Evaluating the Generalizability of Large Language Models to Real-World Complexity

Evaluating the Generalizability of Large Language Models to Real-World Complexity

Abstract:

Evaluating Code Large Language Models (LLMs) concerning real-world complexities is essential. Otherwise, there is a risk of overestimating LLMs’ programming abilities based on simplistic benchmarks and disappointment when using them in real-world settings. Recently, researchers explored the construction of more realistic benchmarks by mining or augmenting open-source repositories. Such solutions are usually task-specific. Data quality control from real-world projects can also be time-consuming and error-prone.
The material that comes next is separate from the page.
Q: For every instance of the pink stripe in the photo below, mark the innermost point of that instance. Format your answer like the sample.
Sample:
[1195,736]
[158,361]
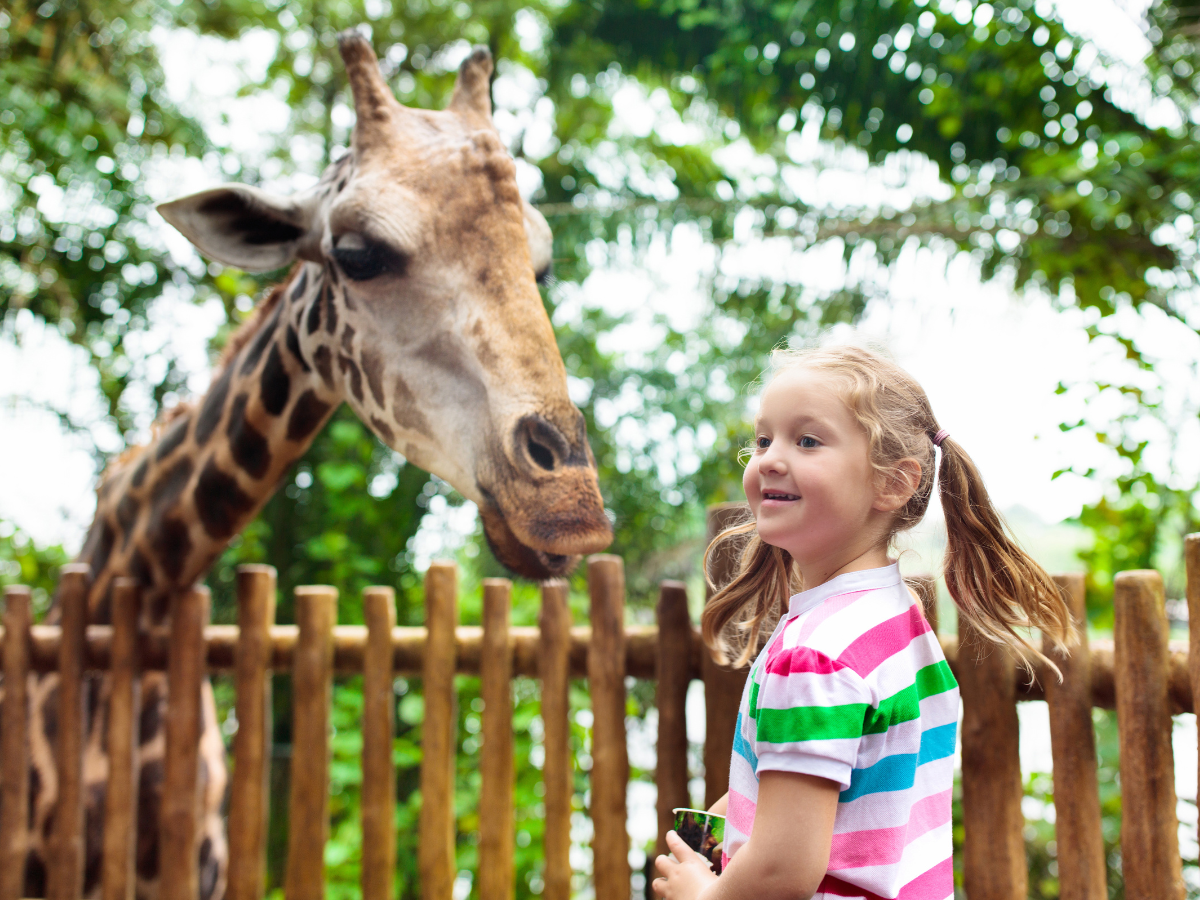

More importantly, evaluating LLMs on fixed benchmark problems is subject to data contamination and overfitting. We propose GeneBench, an automated technique to add real-world complexities to any programming benchmark. GeneBench leverages a multi-objective optimization to maximize the complexity of programming problems while maintaining the readability of code similar to real-world programs. Transforming four widely-used programming benchmarks using GeneBench and evaluating 13 LLMs (including two reasoning LLMs) on them shows a significant performance drop across four different programming tasks (14.9%–60.5%, avg= 35.2%), demonstrating LLMs’ struggle under real-world complexities. The struggle persists even when LLMs are presented with GeneBench transformation of the same or different programs through fine-tuning or few-shot learning, although to a slightly lesser degree. Finally, we show that the performance of the studied LLMs in bug repair is similar under GeneBench and SWE-Bench. This, along with the consistent reproduction of performance drop of all studied LLMs across four tasks under different versions of GeneBench, makes the technique suitable to evaluate LLMs without costly construction of real-world benchmarks.